This week Michael Bauer returned to one of his most favorite pet peeves (and therefore favorite blog topics): noisy restaurants. Regular readers of his columns will know that in recent years, Mr. Bauer's ears have been ringing far too often after dining out, and when one dines out professionally as he does, you can understand how this might get annoying. It is a fact that the older one gets, the more sensitive one's ears become, and the harder it is to tune out background noise, and Bauer acknowledges that yes, this is a problem that is mostly being brought up by the Baby Boomers among his readers.
Not that he wants to be defensive about it, but after griping about restaurant noise year after year and creating the Chron's bells-to-bomb noise meter for his reviews Bauer feels validated whenever anyone writes in to support him in saying that San Francisco dining rooms have gotten too damn loud. And what's more, he says, restaurant owners ought to be listening to him, and not to their younger clientele.
[The reader] admits he’s a Baby Boomer, but he raised an issue I’ve also blogged about before: that last year a study showed that Baby Boomers increased dining out by 6 percent while Millennials decreased by the same percentage. Clearly, the Baby Boom generation has more money than previous generations and is spending it at restaurants.
True, Millennials are, by and large, kind of poor. But not in San Francisco, they aren't! If they can afford to be here, chances are they're doing pretty well in their job at Facebook and/or Mommy and Daddy are paying their credit card bills, but I digress.
Here's what a Bauer reader had to say with regard to the scourge of local restaurant noise as compared to similar eateries in Europe.
My wife and I recently returned from a month in Germany and France. During that time, we visited a variety of restaurants from tourist ‘grab and go’ to high-end, from country village to, well, Paris. Not once did we encounter a noise level even close to your three bells, never mind four, or the dreaded bomb.We are admittedly ancient, 68 and 69 respectively, but even the very ‘young person oriented’ restaurants in Europe are no match for anything in our fair City by the Bay.

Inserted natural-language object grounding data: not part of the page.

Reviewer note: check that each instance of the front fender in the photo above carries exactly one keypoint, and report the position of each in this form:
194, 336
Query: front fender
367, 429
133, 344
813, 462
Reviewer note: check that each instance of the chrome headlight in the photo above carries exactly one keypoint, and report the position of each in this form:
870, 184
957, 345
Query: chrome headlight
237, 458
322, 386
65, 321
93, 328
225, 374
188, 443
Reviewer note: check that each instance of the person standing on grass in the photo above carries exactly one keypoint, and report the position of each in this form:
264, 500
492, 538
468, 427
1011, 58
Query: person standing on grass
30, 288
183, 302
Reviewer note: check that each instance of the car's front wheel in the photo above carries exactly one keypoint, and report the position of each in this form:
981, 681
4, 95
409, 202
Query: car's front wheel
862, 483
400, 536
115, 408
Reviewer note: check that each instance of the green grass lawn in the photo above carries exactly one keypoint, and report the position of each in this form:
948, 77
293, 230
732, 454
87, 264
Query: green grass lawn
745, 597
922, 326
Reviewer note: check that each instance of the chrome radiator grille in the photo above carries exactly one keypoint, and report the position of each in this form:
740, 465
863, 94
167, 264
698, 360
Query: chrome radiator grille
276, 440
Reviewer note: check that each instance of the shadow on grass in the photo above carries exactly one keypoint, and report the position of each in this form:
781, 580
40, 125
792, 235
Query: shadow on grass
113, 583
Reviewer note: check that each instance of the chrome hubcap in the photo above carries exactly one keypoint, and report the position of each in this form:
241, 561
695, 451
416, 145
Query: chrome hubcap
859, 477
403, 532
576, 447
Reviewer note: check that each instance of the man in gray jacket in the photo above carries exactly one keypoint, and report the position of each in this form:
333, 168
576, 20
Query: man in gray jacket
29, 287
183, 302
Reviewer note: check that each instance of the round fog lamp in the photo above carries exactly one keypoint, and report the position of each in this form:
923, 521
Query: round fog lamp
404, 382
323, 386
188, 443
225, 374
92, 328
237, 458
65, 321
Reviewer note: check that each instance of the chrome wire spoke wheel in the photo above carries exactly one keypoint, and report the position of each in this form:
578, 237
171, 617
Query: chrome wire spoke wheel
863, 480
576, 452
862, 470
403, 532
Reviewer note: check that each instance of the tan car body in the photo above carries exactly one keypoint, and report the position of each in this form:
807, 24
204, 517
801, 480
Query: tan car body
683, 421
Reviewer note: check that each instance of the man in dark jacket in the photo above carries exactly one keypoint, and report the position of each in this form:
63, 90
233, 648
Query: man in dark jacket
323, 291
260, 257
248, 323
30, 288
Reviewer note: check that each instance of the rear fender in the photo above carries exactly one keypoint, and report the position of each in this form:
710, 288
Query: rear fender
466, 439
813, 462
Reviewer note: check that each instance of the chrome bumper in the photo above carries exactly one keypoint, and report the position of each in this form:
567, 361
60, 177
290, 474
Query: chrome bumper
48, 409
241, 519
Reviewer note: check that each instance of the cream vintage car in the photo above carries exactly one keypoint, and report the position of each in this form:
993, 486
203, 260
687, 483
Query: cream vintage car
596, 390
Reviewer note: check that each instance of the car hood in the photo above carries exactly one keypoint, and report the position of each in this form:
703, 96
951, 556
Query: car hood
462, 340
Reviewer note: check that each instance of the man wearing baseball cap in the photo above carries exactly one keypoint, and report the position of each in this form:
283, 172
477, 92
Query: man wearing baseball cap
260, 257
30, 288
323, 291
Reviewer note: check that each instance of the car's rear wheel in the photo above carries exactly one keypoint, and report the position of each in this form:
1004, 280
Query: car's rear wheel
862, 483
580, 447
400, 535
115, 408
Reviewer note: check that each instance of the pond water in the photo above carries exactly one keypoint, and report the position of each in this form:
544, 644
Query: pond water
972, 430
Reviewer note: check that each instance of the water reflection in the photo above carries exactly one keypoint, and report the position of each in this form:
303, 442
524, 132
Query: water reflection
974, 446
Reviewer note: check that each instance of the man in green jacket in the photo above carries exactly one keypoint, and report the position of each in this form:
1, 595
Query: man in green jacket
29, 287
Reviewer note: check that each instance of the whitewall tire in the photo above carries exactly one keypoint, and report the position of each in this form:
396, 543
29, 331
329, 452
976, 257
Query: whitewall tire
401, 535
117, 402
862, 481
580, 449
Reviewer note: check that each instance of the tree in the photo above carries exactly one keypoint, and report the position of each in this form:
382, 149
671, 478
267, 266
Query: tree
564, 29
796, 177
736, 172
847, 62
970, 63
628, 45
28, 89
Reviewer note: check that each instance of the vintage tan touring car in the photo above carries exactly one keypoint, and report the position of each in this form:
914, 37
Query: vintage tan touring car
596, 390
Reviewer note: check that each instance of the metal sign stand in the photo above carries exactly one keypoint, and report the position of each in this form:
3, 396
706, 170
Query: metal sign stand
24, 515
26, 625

I own a building where Will and Karen Gioia are proprietors of their eponymous restaurant. Love Will and Karen; love their food... [But] Your ‘bomb’ rating in the Gioia review was all too accurate.
The Baby Boom generation is retiring in droves and many of us have lots of time and plenty of money. Going to restaurants is one of the many ‘entertainment’ options at our disposal. But we old folks have become accustomed to conversation while eating and once you’ve eaten at Harris for the fiftieth time because it’s the only damned place in San Francisco where you can hear the person on the other side of the table, the menu becomes rather shop-worn.
My question: Are ‘we’ not an attractive demographic? My wife and I are now red-lining any 4 bell and all bomb rated restaurants REGARDLESS of the food review. Not worth it, won’t go.
What do you think, folks? Do you agree with Bauer and his reader?